Many big techs like Microsoft, Amazon, Apple and Google have come under fire from critics for subjecting private conversations to human review with a goal to improve their software, a practice which critics believe is an invasion of privacy. Facebook joins the league of companies that pay contractors to review audio messages by the users of its service.
Facebook revealed that it pays external contractors to transcribe clips from audio messages by users of its service. The people who review the snippets of the audio messages have no knowledge about the real identities attached to the voices. They have no idea where the recordings take place or how they are obtained. All they know is that they can hear conversations between people which can sometimes contain vulgar languages.
The company confirmed this on Tuesday and said it would refrain from the process, much like Apple and Google have paused human review of audio over a week. Facebook noted that like Google and other big tech who did the same, the contractors were reviewing the messages to better improve the services of the artificial intelligence software.
It was reported in April that Amazon had a host of workers listening Alexa’s audio requests with the aim of improving its software. The tech giant was slammed because it hadn’t stated this clearly in its terms and conditions that messages could be intercepted by human. It was a similar process for Google Assistant and Apple’s Siri. All the audio messages were subjected to human review as against what was stated in their respective policies. All tech giants came under fire for this. Apple and Google have since refrained from this practice saying they will let users opt out of human review.

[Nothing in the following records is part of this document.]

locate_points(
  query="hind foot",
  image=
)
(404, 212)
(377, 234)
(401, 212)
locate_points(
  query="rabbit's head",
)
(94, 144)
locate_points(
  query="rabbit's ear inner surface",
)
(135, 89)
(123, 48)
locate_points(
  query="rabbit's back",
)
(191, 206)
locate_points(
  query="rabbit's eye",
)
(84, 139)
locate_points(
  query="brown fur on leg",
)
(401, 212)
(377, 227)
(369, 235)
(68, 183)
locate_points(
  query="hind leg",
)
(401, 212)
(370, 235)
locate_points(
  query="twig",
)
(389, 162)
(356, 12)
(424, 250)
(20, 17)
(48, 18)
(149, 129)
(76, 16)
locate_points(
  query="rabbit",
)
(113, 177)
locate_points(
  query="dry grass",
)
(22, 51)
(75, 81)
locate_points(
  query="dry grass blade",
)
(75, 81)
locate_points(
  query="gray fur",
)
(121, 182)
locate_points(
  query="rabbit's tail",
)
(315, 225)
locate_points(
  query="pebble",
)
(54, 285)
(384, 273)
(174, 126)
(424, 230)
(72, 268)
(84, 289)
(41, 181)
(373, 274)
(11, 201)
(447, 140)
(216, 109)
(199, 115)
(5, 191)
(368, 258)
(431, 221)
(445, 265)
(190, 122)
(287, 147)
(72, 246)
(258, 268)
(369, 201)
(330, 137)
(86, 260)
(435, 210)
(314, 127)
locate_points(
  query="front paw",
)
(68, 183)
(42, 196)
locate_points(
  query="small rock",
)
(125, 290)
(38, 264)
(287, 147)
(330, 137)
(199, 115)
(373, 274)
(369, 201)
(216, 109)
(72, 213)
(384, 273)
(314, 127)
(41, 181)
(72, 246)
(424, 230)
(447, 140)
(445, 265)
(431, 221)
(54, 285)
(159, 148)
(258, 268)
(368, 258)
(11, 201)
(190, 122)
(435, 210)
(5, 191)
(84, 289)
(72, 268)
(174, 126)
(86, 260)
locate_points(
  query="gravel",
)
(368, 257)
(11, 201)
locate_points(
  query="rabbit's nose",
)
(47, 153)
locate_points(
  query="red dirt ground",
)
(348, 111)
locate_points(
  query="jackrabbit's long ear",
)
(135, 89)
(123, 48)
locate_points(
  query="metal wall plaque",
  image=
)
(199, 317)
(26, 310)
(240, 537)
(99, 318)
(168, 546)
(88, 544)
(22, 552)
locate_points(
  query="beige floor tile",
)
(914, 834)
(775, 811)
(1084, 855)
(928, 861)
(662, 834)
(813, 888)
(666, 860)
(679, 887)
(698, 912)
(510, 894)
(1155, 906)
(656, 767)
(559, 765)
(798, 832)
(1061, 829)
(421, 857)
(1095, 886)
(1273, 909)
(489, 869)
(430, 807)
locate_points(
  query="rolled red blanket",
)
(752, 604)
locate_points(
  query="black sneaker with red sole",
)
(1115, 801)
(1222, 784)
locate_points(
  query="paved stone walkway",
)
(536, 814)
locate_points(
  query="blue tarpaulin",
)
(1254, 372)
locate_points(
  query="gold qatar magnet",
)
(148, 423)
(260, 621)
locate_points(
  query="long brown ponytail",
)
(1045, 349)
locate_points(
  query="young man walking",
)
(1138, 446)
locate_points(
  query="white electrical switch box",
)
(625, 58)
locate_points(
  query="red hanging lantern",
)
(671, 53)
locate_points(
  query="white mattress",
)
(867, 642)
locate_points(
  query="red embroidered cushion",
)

The social network had long denied claims of intercepting users’ audio messages to help determine what ads users should see in their news feeds. Mark Zuckerberg denied this claim during the congressional testimony. He told US Senator Gary Peters:
“You’re talking about this conspiracy theory that gets passed around that we listen to what’s going on on your microphone and use that for ads. We don’t do that.”
In a follow up response concerning the matter, the chef executive responded that Facebook only accesses users’ microphone when given the permission to. Yet, the social network didn’t disclose to users that their audio messages may be subjected to review by humans.
The major hit common among all big techs that employ the service of voice messages or recordings underscores the limit of artificial intelligence in its ability to transcribe words and speech patterns. The machines in some way still relies on human interference to boost its efficiency.